Al darnos la mano como gesto final, aquel hombre dice con solemnidad y alegría: 'Esta será una revista de categoría, una revista sin chuminos'. Mi única respuesta es una risa imparable, compulsiva. También murmuro: '¡Qué asco!”.
Otoño en Madrid, 2015. En un puente aéreo abro el periódico: Playboy dejará de publicar mujeres desnudas. Un titular en pelotas nada más empezar el día. Una espera toda la vida una noticia así: que Bloomberg deje de dar noticias económicas o que Disney le cancele el contrato a Mickey Mouse. Hay que ir dejando cosas en la vida. Y Playboy quiere remontarse a más de 60 años de historia para defender que los desnudos empezaron como excusa para vender más ejemplares con entrevistas a Malcolm X y relatos de John Updike. Que su poderosa marca no se ciñe al desnudo vulgar que inunda la red y no merece una impresión a cinco tintas. Que Playboy quiere ser una revista “de categoría”, que no avergüence ni a lectores ni a anunciantes.
De adolescente, aquellas mujeres de revista erótica me intimidaban. ¿De qué pasta estarán hechas para posar tan desinhibidas mientras abren su sexo, jugando a ser traviesas, con esas ridículas orejas de peluche que tanto daño han hecho por la infantilización del sexo femenino? Pero lo que es peor: cómo irían a comer el domingo a casa de sus padres.
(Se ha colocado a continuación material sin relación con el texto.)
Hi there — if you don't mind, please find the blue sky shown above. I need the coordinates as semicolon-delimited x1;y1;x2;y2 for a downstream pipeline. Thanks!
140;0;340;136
Pronto vino la compasión, cuando los filtros no lograban corregir sus cardenales y morados. A bien seguro que una parte de aquellas chicas, y algunas lo consiguieron, se morían por salir huyendo de los caprichitos de Hefner en la Mansión Playboy y posar con un Dior, bien recatadas, en revistas “de categoría”.
El estereotipo de la chica Playboy fue descendiendo hacia la caverna, un anacronismo frente a la interactividad de Internet. Hoy, el perfil del consumidor de pornografía en papel pertenece enteramente al siglo XX. Las publicaciones para hombres ensayan un erotismo más intelectual y sutil, como el que abandera el libidinoso Frédéric Beigbeder en la resucitada Lui o el de la revista Odiseo de Albert Folch: buenos fotógrafos, chicas sin silicona ni clases de ginecología, sujetadores de Agent Provocateur y un ligero balanceo de curvas en blanco y negro. Se trata de desnudos más inmateriales. Un intento de desvestir la fotografía de moda, que forma parte de la idealización del papel que conforma el nuevo mantra: lo banal, a Internet.
En cuanto a las chicas Playboy, más urgente aún que vestirlas es quitarles las orejas y el pompón, por Dios.